Miller at the U.: Second thoughts about 'Brokeback'?
Larry Miller may be having a change of heart about yanking "Brokeback Mountain" from his Sandy movie theater complex.
On Thursday, Miller met with about 30 University of Utah students, faculty and administrators - some who opposed him speaking on campus today for a U. community event because he pulled the gay romance film in January.
After the two-hour discussion, where some people shared their personal stories about being gay, Miller said there were some issues he was going "home [to] think about.''
"Now, I understand how something I said inadvertently made them feel demeaned as individuals," Miller said after the meeting closed to the public and news media. "Maybe their well-being trumps my beliefs, my rights to express myself."
Still, some folks said they are going through with the "silent protest" today during Miller's speech in the student union ballroom. Organizers are calling the protest a "celebration of free speech," where they will sit holding banners and listen to Miller. His speech about the "rewards of investing in higher education" kicks off the university's first campuswide open house, Discover U. Days, this weekend.
People said Thursday's meeting was respectful, warm and honest, and they were pleased with Miller's willingness to reach out to the gay community and discuss his decision to pull the movie.
During the meeting, folks talked about coming out to their families about being gay and the heartbreak of not being accepted. Others talked about the fear of being physically harmed while walking in public with their partner, said Kathryn Stockton, the U.'s gender studies program director.
"I felt like he cared about what we had to say," said Charles Milne, coordinator of the university's Lesbian Gay Bisexual Transgender Campus Resource Center. "I wouldn't say we changed his mind, but I think he did come away with ideas he had to process."
By pulling the movie from the Jordan Commons movie complex, Miller said he thought he was demonstrating a "social statement," but he didn't think about the consequences, perpetuating gay stereotypes or "the toes I had stepped on."
"In 2006, it's wrong that they have to live in that fear," he said about the stories he heard during the meeting.

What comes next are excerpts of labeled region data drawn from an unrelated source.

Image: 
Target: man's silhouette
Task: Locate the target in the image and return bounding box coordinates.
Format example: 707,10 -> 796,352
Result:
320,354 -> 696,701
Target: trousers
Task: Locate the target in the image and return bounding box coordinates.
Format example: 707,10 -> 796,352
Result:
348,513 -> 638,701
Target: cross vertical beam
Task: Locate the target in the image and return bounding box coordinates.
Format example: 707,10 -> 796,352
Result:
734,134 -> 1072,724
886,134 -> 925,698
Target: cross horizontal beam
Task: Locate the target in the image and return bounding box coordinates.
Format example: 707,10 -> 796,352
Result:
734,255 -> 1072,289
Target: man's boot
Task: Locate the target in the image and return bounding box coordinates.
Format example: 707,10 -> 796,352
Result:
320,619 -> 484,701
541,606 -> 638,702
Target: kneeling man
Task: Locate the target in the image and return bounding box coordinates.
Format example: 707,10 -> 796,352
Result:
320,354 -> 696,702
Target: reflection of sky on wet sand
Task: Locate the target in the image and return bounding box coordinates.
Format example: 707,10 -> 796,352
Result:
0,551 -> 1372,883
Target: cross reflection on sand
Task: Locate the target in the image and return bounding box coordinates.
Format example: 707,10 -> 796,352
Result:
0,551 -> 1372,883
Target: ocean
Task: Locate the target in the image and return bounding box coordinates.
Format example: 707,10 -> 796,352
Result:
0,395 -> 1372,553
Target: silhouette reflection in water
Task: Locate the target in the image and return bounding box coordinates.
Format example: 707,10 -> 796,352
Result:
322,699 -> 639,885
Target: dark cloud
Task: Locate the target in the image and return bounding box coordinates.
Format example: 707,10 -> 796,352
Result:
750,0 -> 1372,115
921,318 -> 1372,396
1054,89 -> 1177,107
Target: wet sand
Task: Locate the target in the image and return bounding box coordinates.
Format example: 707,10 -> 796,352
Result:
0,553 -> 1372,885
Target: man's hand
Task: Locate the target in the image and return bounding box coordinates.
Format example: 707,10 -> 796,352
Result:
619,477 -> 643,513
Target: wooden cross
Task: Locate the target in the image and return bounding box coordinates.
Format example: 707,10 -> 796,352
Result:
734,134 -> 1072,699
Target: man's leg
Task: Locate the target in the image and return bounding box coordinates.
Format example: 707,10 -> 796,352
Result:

Kt Farley, a U. student and employee, started an online petition in March asking the university to rescind its invitation to Miller and issue a formal apology.
Supporters had said Miller did not represent the ideals of open dialogue and respecting different viewpoints.
About 1,600 people signed the petition that Farley called a success. She said she just wanted to make sure the university takes the gay community into consideration when making decisions.
"We're a contributing part of the campus community," she said.